Le programme financé par la Fondation Gates est une collaboration avec six entreprises laitières au Nigeria, coordonnée par Sahel Consulting (anciennement Sahel Capital). L’une de ces entreprises, L&Z Integrated Farms Limited, est détenue par un fonds d’investissement privé basé à Maurice et géré par Sahel Consulting, qui bénéficie d’investissements des banques de développement allemande, néerlandaise et britannique, ainsi que du fonds souverain du Nigeria.[8] Arla fait partie des autres sociétés impliquées, les quatre dernières étant des sociétés laitières nigérianes appartenant pour la plupart à des politiciens locaux ou à des membres de leur famille.[9]

Sahel affirme avoir adopté une « approche fondée sur le marché et dirigée par le secteur privé pour résoudre les problèmes inhérents au secteur laitier », mais élude complètement le plus gros problème : les importations de lait en poudre bon marché et subventionné. La tentative du projet de faire passer les éleveurs à une production laitière coûteuse, de style européen, est donc vouée à l’échec, ce qui a clairement été illustré par l’expérience des agriculteurs zimbabwéens à Shonga et tous les efforts passés visant à « moderniser » le secteur laitier du Nigeria. C’est, après tout, la principale raison pour laquelle les éleveurs du Nigeria et des pays environnants, qui n’ont eu aucun problème à satisfaire la consommation galopante de viande bovine du Nigeria au cours des dernières décennies, ont été exclus du marché des produits laitiers.[10]<

Une mafia du lait

Des scénarios similaires se multiplient dans toute l’Afrique. Ce n’est pas étonnant. Les populations urbaines du continent, qui connaissent une croissance rapide, représentent une mine d’or pour les entreprises laitières. FrieslandCampina a réalisé un bénéfice astronomique de 48 millions de dollars sur ses activités au Nigeria en 2019.[11] Elle souhaite désormais doubler ses revenus en Afrique en se développant dans d’autres pays comme la Côte d’Ivoire, où une usine laitière récemment acquise par l’entreprise s’appuie entièrement sur des importations. Interrogé sur cette absence d’approvisionnement local, le directeur Afrique de l’Ouest de FrieslandCampina, Roger Adou, a déclaré que l’entreprise était en train de construire un « écosystème » de producteurs laitiers locaux formés aux méthodes agricoles néerlandaises. « Vous ne pouvez pas reprocher aux multinationales la mauvaise organisation des chaînes d’approvisionnement locales », a-t-il déclaré.[12]

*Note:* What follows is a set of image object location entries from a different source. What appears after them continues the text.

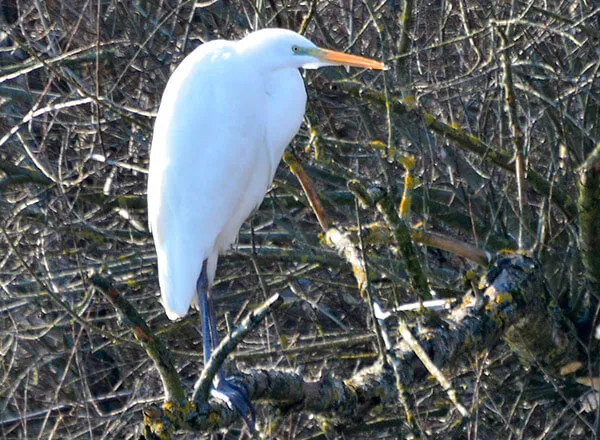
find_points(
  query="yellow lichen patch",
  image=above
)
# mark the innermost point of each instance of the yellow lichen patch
(408, 161)
(410, 101)
(169, 406)
(411, 181)
(378, 145)
(503, 297)
(429, 118)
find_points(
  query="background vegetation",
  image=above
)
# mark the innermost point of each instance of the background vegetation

Un autre acteur important en Afrique est le géant laitier français Danone, qui s’est associé à la société de capital-investissement Abraaj Group, basée à Dubaï, pour racheter la société laitière ghanéenne Fan Milk. Après la faillite d’Abraaj, Danone a repris la totalité de l’entreprise en 2019, s’en servant comme base pour développer son implantation dans toute l’Afrique de l’Ouest, y compris au Nigeria, où Danone a un projet d’« intégration en amont » avec l’État d’Ogun.

Il faut bien comprendre que tous les projets laitiers locaux portés par ces sociétés étrangères sont en réalité des façades, conçues pour détourner l’attention des sommes d’argent massives qu’elles siphonnent de l’Afrique grâce à leurs ventes de lait en poudre bon marché et excédentaire. Le système est basé sur une surproduction fortement subventionnée en Europe, en Amérique du Nord et en Australie/Nouvelle-Zélande. Cet excédent fait l’objet d’un dumping en Afrique, principalement sous la forme de lait en poudre réengraissé, où il est transformé et vendu aux consommateurs urbains à des prix inférieurs à l’offre de lait local sain. En 2019, l’Afrique a importé 2,1 millions de tonnes de produits laitiers d’une valeur de quelque 5,3 milliards de dollars, contre 1,46 million de tonnes en 2009, pour une valeur de 3,6 milliards de dollars.[13] [14]

La crème de la crème

En Afrique, le secteur laitier est souvent politique, les intérêts directs dans le secteur s’étendant jusqu’aux plus hauts niveaux du gouvernement. C’est particulièrement vrai au Kenya, où la famille du président, Uhuru Kenyatta, possède Brookside Dairy, le plus grand transformateur laitier d’Afrique de l’Est. Brookside a attiré plusieurs partenaires étrangers, dont Abraaj Group de Dubaï, qui détenait une participation de 10 % dans la société via un fonds qui a appartenu partiellement à la Fondation Bill et Melinda Gates avant de s’effondrer en 2018, et le géant laitier français Danone, qui détient actuellement une participation de 40 %.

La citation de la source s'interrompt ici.